Every so often, as the rota winds its way from one famed links to another, The Open – i.e. the British Open to those who prefer a geographical distinction from its brother competition on the other side of the Atlantic – opens a can of worms for itself, caused by visiting a course where an all-male club membership policy is in play.
This year, it is the turn of Muirfield, home to the Honourable Company of Edinburgh Golfers, which will stage the Major for a 16th time. To a man, the players actually competing for the Claret Jug – the most famed piece of silverware in the sport – will get on with it. That old, well-worn cliché of “ it is what it is” will be thrown out with the consensus being that the course is what matters and, on that front, there is none better than the examination presented here on this links on Scotland’s east coast, close to Edinburgh.

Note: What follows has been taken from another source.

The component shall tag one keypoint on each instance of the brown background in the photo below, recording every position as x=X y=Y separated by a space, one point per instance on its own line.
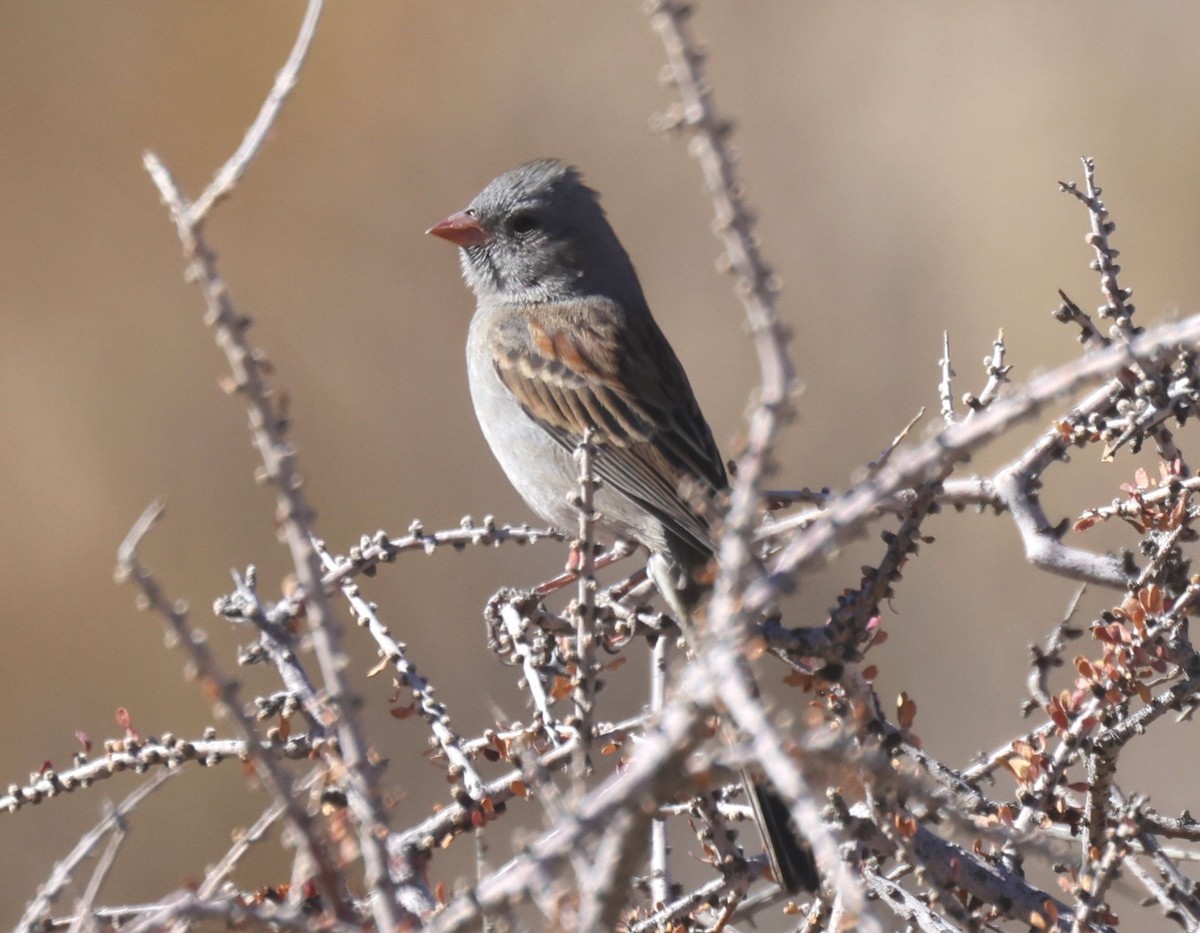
x=903 y=160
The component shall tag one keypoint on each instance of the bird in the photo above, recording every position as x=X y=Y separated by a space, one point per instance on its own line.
x=563 y=347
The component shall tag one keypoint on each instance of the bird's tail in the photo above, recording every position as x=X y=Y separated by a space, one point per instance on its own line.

Things aren’t quite so simple, however. The stance adopted by Scotland’s First Minister Alex Salmond, for one, in refusing to attend next week’s championship because of the club’s single-sex membership policy is viewed as opportunistic politicking, a form of grandstanding, by many; and alternatively as an honourable, principled stand by others. The fact remains, though, that he won’t attend and, even if he won’t be missed, his absence has again raised the question of what R&A chief executive Peter Dawson has called “the elephant in the room.”
There are currently three clubs on the British Open rota which continue to operate an all-male membership policy: Muirfield, Royal St Georges (otherwise known as Sandwich, where Darren Clarke won two years ago) and Royal Troon.

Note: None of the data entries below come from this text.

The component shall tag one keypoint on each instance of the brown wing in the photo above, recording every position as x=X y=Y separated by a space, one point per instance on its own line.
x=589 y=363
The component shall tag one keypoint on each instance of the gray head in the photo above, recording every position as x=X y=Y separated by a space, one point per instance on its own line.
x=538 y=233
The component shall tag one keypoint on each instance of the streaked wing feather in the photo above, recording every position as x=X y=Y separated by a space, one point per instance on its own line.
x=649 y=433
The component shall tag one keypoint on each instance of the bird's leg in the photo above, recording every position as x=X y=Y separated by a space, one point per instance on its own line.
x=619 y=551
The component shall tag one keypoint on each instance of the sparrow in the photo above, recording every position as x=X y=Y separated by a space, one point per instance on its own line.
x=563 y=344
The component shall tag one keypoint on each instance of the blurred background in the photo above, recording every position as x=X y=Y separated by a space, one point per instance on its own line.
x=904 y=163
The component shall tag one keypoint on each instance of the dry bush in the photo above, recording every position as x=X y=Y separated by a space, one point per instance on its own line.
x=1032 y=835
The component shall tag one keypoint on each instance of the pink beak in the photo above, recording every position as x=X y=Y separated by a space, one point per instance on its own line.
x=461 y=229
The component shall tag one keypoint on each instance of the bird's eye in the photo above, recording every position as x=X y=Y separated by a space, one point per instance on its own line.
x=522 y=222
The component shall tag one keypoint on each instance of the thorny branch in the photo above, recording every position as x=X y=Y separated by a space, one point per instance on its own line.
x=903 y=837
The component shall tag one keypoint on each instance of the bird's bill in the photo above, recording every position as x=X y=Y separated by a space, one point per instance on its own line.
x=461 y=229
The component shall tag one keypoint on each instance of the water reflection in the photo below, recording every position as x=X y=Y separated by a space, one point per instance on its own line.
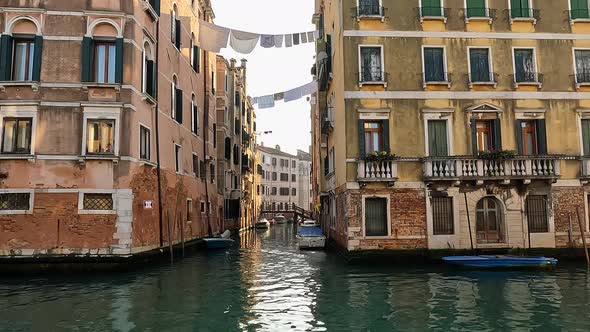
x=266 y=284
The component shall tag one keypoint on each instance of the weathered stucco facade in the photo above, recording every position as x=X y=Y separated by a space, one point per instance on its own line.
x=444 y=133
x=109 y=159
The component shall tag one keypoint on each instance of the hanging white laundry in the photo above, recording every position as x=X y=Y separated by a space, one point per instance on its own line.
x=278 y=40
x=243 y=42
x=212 y=37
x=266 y=101
x=288 y=40
x=267 y=41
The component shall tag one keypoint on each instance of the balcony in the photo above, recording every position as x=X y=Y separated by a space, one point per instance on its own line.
x=369 y=11
x=377 y=170
x=467 y=168
x=372 y=77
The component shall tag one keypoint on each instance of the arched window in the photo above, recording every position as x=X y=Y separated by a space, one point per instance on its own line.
x=489 y=221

The single-sex issue has been given fresh impetus, in a way, by the decision of Augusta National Golf Club – which plays host to the Masters – to bring Condoleezza Rice and Darla Moore into the fold as the club’s first women members. It was generally viewed favourably and seen as a sign of the changing times and a measure of progress.
However, the R&A, also a male-only membership organisation based at St Andrews and which runs the British Open, isn’t inclined to follow the move made by Augusta National. “To think that the R&A might say to a club like Muirfield ‘you are not going to have the Open any more unless you change your policy’ is frankly a bullying position that we would never take,” acknowledged Dawson.

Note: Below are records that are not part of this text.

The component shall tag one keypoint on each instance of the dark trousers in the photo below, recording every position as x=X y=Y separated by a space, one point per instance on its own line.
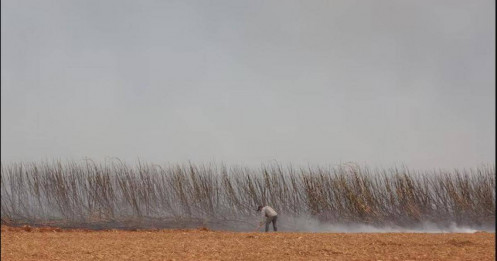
x=273 y=220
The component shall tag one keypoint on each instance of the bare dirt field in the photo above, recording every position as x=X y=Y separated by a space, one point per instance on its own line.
x=202 y=244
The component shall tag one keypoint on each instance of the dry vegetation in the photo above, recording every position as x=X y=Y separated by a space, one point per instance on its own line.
x=201 y=244
x=116 y=195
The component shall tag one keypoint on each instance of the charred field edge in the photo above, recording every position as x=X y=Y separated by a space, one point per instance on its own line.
x=115 y=195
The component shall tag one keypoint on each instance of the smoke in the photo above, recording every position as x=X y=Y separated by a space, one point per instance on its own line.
x=310 y=224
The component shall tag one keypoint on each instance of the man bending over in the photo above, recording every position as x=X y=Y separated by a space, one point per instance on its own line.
x=269 y=216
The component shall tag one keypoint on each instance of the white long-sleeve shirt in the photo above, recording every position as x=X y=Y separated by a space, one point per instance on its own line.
x=268 y=211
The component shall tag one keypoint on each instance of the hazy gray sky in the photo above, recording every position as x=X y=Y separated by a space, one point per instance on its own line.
x=319 y=82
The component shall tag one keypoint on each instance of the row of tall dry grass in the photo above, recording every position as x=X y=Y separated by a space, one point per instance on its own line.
x=82 y=193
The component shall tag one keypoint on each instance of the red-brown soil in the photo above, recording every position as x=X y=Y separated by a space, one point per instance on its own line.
x=28 y=243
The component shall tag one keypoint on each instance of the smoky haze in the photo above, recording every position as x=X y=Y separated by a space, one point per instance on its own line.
x=248 y=82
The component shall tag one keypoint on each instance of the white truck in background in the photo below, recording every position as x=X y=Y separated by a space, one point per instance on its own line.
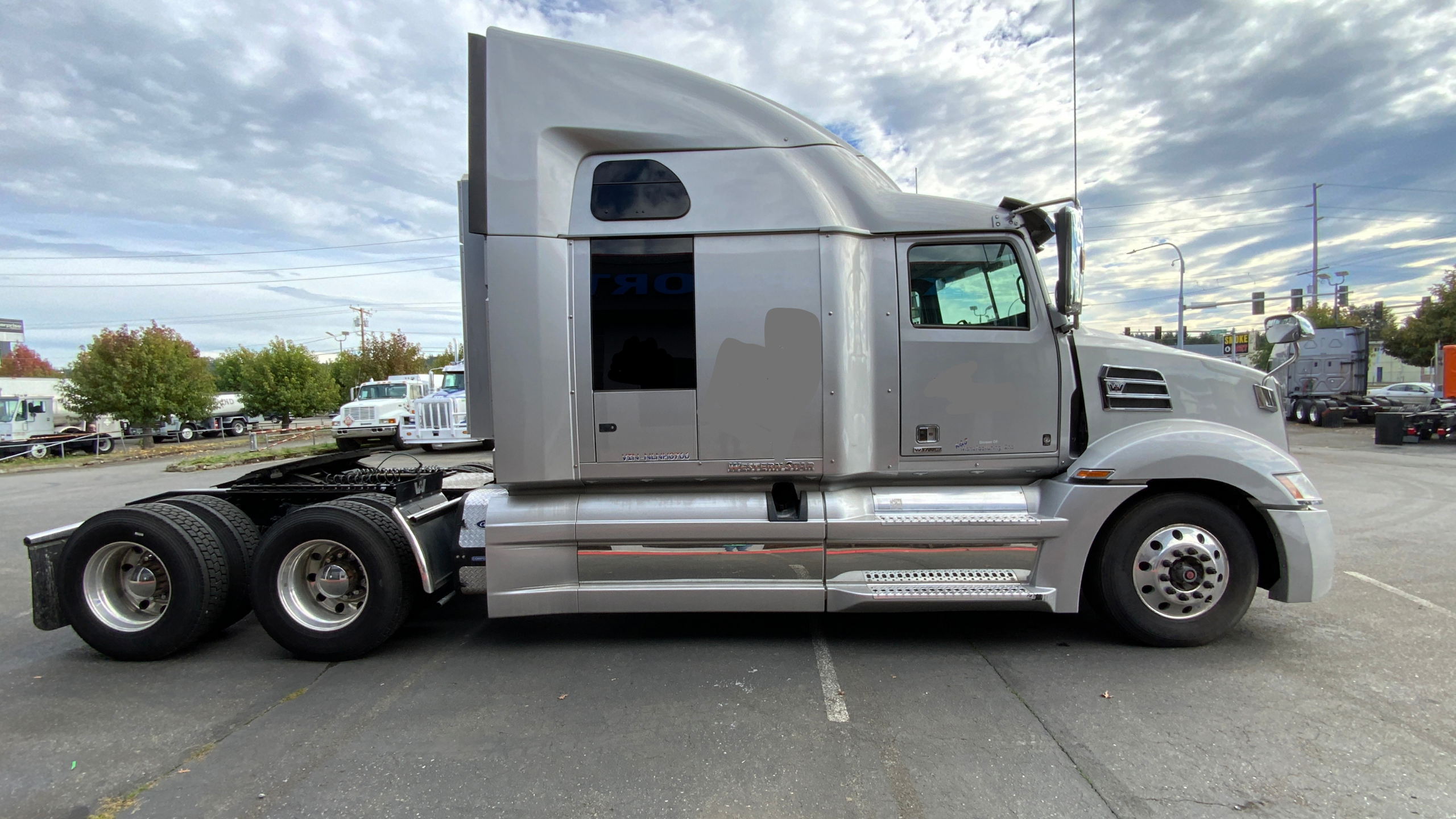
x=228 y=419
x=443 y=416
x=378 y=408
x=28 y=426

As Dawson noted, “there is nothing wrong under UK legislation with a single-sex club as long as they behave under the equality act as far as guest access is concerned, which Muirfield certainly does,” adding: “Muirfield has a huge history when it comes to the Open championship . . . . who are we to say what they should do as they are behaving perfectly legally.”
The Honourable Company of Edinburgh Golfers is, in fact, one of the oldest golf clubs in the world and the source of the earliest written rules of golf, which date back to 1744. The links – which this year will play 158 yards longer at 7,192 than it did when Ernie Els won on the championship’s last visit in 2002 – has, over time, produced one great champion after another.
The biggest difference since Els’ win is on the ninth hole, where a land swap deal with the neighbouring Renaissance Club has allowed the tee to be moved back almost 50 yards – extending the par five to 554 yards – with new bunkering on the approach to the green.